Algorithm produces approximate scalings in polynomial time.

Characterization reduces specified marginals to doubly stochastic case.

Derives new theorems and simplifies existing results in related fields.

Abstract

The completely positive maps, a generalization of the nonnegative matrices, are a well-studied class of maps from $n\times n$ matrices to $m\times m$ matrices. The existence of the operator analogues of doubly stochastic scalings of matrices is equivalent to a multitude of problems in computer science and mathematics, such rational identity testing in non-commuting variables, noncommutative rank of symbolic matrices, and a basic problem in invariant theory (Garg, Gurvits, Oliveira and Wigderson, FOCS, 2016).
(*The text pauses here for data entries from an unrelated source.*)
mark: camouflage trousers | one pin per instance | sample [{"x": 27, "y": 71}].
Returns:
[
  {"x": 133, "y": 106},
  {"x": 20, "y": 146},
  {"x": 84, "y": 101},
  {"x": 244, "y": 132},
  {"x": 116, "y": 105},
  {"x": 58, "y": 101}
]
We study operator scaling with specified marginals, which is the operator analogue of scaling matrices to specified row and column sums. We characterize the operators which can be scaled to given marginals, much in the spirit of the Gurvits' algorithmic characterization of the operators that can be scaled to doubly stochastic (Gurvits, Journal of Computer and System Sciences, 2004). Our algorithm produces approximate scalings in time poly(n,m) whenever scalings exist. A central ingredient in our analysis is a reduction from the specified marginals setting to the doubly stochastic setting. Operator scaling with specified marginals arises in diverse areas of study such as the Brascamp-Lieb inequalities, communication complexity, eigenvalues of sums of Hermitian matrices, and quantum information theory. Some of the known theorems in these areas, several of which had no effective proof, are straightforward consequences of our characterization theorem. For instance, we obtain a simple algorithm to find, when they exist, a tuple of Hermitian matrices with given spectra whose sum has a given spectrum. We also prove new theorems such as a generalization of Forster's theorem (Forster, Journal of Computer and System Sciences, 2002) concerning radial isotropic position.